Botswana's president, Mokgweetsi Masisi, is threatening to walk away from a diamond mining deal with industry giant De Beers unless the firm offers better terms. Under the current deal, which expires in June, Botswana - Africa's largest diamond producer – is entitled to purchase up to 25% of the stones mined in a joint venture. Analysts say Botswana is in a strong position to push for a 50-50 arrangement.
Addressing ruling party supporters in his home village of Moshupa, just outside Gaborone, President Mokgweetsi Masisi said his country is well positioned to push for a better deal with De Beers.
“We now know how the diamond industry operates. We used to receive 10% of the stake, but now, under my leadership, we are receiving 25%," he said.
Botswana currently earns about $4.5 billion per year in sales, taxes and royalties from its contract with De Beers.
Masisi says if negotiations with the South African diamond company break down, then Botswana is prepared to pull out of the long-standing arrangement.
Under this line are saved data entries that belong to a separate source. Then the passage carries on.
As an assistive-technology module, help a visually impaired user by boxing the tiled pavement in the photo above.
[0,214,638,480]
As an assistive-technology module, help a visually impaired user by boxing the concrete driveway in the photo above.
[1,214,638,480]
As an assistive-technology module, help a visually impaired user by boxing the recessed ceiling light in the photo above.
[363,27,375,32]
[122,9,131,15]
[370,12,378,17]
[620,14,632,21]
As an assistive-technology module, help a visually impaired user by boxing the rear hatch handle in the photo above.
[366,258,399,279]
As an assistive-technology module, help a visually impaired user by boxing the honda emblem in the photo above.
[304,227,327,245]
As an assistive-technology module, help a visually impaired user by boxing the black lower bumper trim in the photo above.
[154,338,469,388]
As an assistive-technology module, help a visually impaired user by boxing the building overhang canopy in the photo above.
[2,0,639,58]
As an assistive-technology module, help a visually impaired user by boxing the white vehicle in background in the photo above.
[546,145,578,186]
“We are dealing with a giant. It is the first time it has been shaken like this. We want what is ours. This is our company, we want a majority stake, and we are doing so through negotiations. If the talks become difficult, we will say, no, let everyone pack and go separate ways,” he said.
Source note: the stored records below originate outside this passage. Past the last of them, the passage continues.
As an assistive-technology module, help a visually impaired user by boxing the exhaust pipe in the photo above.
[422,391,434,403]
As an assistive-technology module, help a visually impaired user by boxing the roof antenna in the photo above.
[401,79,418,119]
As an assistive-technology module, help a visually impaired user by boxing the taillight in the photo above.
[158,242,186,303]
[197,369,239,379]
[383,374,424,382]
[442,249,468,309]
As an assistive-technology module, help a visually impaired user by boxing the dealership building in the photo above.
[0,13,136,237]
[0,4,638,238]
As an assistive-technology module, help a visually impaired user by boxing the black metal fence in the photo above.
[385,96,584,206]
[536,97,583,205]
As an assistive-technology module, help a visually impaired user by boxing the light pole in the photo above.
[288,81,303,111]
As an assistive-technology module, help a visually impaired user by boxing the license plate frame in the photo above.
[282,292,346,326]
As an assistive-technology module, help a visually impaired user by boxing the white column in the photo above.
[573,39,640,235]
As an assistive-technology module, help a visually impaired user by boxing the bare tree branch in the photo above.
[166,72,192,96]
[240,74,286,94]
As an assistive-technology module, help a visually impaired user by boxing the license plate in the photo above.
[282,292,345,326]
It is unclear what other options Botswana might have, but a Belgian-based researcher on diamond mining, Hans Merket, says there could be an alternative.
Merket notes President Masisi’s praise for another supply arrangement between private diamond miner Lucara, which operates a mine in Botswana, and Belgian-based buyer, HB Antwerp.
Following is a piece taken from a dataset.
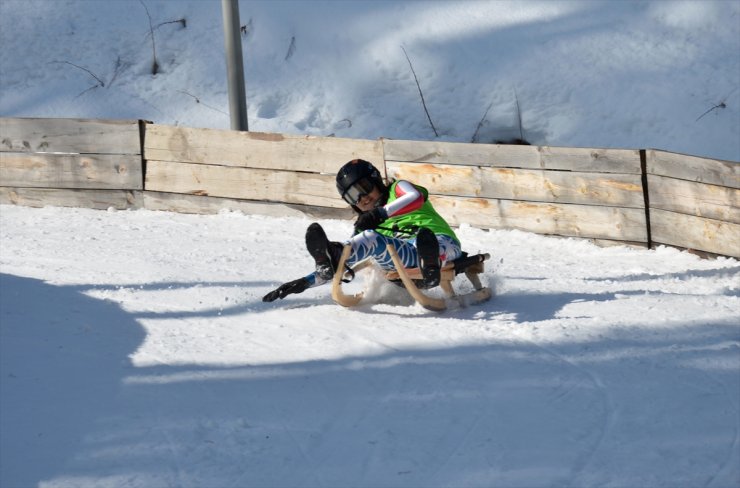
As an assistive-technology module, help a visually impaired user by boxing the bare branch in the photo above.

The two entered into an agreement, which sees HB Antwerp purchase all of Lucara’s large high value diamonds.
“Botswana’s President Masisi has regularly praised the business arrangement between HB Antwerp and Lucara. In the current arrangement with De Beers, Botswana fears it is missing out on the profits from its diamonds, because it has no idea of or control over how much value the country's rough production generates further down the supply chain after it is cut and polished,” he said.
Merket therefore suggests Botswana could be looking for a much more beneficial arrangement similar to Lucara and HB Antwerp’s.
“The business model between HB Antwerp and Lucara closes this gap through a vertically integrated supply chain that generates that allows all parties, including the government, to share in the profit from the final polished products,” he said.
The leader of Botswana’s main opposition party, Dithapelo Keorapetse, recently told parliament that the government needs to be more transparent with its mining deals.
“Mining agreements are not even available to the auditor general as they’re considered to be confidential, especially for Debswana or companies with partnership with the Botswana Government. Who then guards the guardians? Who scrutinizes these agreements? What is the role of parliament?”asked Keorapetse.
A 10-year sales agreement between Botswana and De Beers expired in 2021 but was extended to June 2023, pending negotiations.